The role of the electrophysiologic (EP) study for risk stratification in patients with arrhythmogenic right ventricular cardiomyopathy is controversial. We investigated the role of inducible sustained monomorphic ventricular tachycardia (SMVT) for the prediction of an adverse outcome (AO), defined as the occurrence of cardiac death, heart transplantation, sudden cardiac death, ventricular fibrillation, ventricular tachycardia with hemodynamic compromise or syncope. Of 62 patients who fulfilled the 2010 Arrhythmogenic Right Ventricular Cardiomyopathy Task Force criteria and underwent an EP study, 30 (48%) experienced an adverse outcome during a median follow-up of 9.8 years. SMVT was inducible in 34 patients (55%), 22 (65%) of whom had an adverse outcome. In contrast, in 28 patients without inducible SMVT, 8 (29%) had an adverse outcome. Kaplan-Meier analysis showed an event-free survival benefit for patients without inducible SMVT (log-rank p = 0.008) with a cumulative survival free of an adverse outcome of 72% (95% confidence interval [CI] 56% to 92%) in the group without inducible SMVT compared to 26% (95% CI 14% to 50%) in the other group after 10 years. The inducibility of SMVT during the EP study (hazard ratio [HR] 2.99, 95% CI 1.23 to 7.27), nonadherence (HR 2.74, 95% CI 1.3 to 5.77), and heart failure New York Heart Association functional class II and III (HR 2.25, 95% CI 1.04 to 4.87) were associated with an adverse outcome on univariate Cox regression analysis. The inducibility of SMVT (HR 2.52, 95% CI 1.03 to 6.16, p = 0.043) and nonadherence (HR 2.34, 95% CI 1.1 to 4.99, p = 0.028) remained as significant predictors on multivariate analysis. This long-term observational data suggest that SMVT inducibility during EP study might predict an adverse outcome in patients with arrhythmogenic right ventricular cardiomyopathy, advocating a role for EP study in risk stratification.

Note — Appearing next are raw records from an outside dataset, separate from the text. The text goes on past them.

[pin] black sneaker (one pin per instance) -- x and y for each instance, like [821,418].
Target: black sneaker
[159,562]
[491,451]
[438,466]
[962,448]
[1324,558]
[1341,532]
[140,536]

The role of the electrophysiologic (EP) study for risk stratification and therapeutic decision making in patients with arrhythmogenic right ventricular cardiomyopathy (ARVC) is controversial. This is partly because of heterogeneous study methods, different EP study protocols, varying sample sizes, and different local thresholds regarding implantable cardioverter defibrillator implantation. The purpose of the present study was to define the predictive value of sustained monomorphic ventricular tachycardia (SMVT) inducibility during an EP study for an adverse outcome in patients with ARVC who were followed up in our tertiary care center.
Methods
The Zurich ARVC Program (available at www.arvc.ch ) was established in 2011 to provide expert clinical care for patients with ARVC and to study the many facets of this complex disease. Our registry cohort currently includes 101 patients fulfilling the ARVC 2010 Revised Task Force criteria. From this cohort, 62 patients in whom the EP study was performed as a part of routine clinical management and who had a follow-up period of ≥3 months were included in the present study ( Figure 1 ). The local ethical committee approved the present retrospective study. Each participant gave written informed consent before the EP study.
Clinical information regarding demographics, symptoms, 12-lead surface and long-term electrocardiographic findings, and documented arrhythmias were obtained before the EP study. The surface electrocardiograms at the EP study were digitally recorded and independently analyzed by 2 independent arrhythmia specialists who were unaware of the outcome data.
All patients underwent a complete echocardiographic examination at first presentation by an echocardiography specialist. The echocardiographic reports were reviewed for the presence of major or minor Revised Task Force criteria. Right ventricular angiography and/or magnetic resonance imaging were performed at the discretion of the managing physician in charge of the patient. Follow-up for survival data was performed by hospital chart review and telephone interviews of the patients, their relatives, or treating physicians.
The decision to perform an EP study was made on an individual basis, according to the judgment of the treating arrhythmia specialist. The EP study was performed according to a standard protocol, as previously reported. In patients in whom ventricular tachycardia (VT) was not inducible at baseline, isoproterenol was administrated intravenously (≤4 μg/min), followed by application of ≤3 extra stimuli and burst pacing (to a minimum of 250 ms), if deemed clinically indicated by the operators. The EP findings were considered positive if monomorphic VT was sustained or required termination because of hemodynamic compromise. The presence of inducible ventricular fibrillation (VF) or polymorphic VT was not considered a positive EP finding. A right ventricular angiogram was obtained for 41 patients to assess for localized dyskinetic or akinetic outpouchings, as previously described.
Patients were followed up at 6- to 12-month intervals, and data, including invasive and noninvasive investigations, pedigree, device interrogation, and stored electrograms, were obtained throughout the follow-up period.
The role of the EP study in predicting the long-term clinical outcome was compared in 2 patient groups: group 1, patients with an adverse outcome (a composite of cardiac death, heart transplantation, survived sudden cardiac death, VF, sustained VT with hemodynamic compromise and syncope) and group 2, patients with a favorable outcome (all remaining patients), as previously reported. Follow-up was to the date of an adverse outcome or the most recent follow-up evaluation, whichever came first.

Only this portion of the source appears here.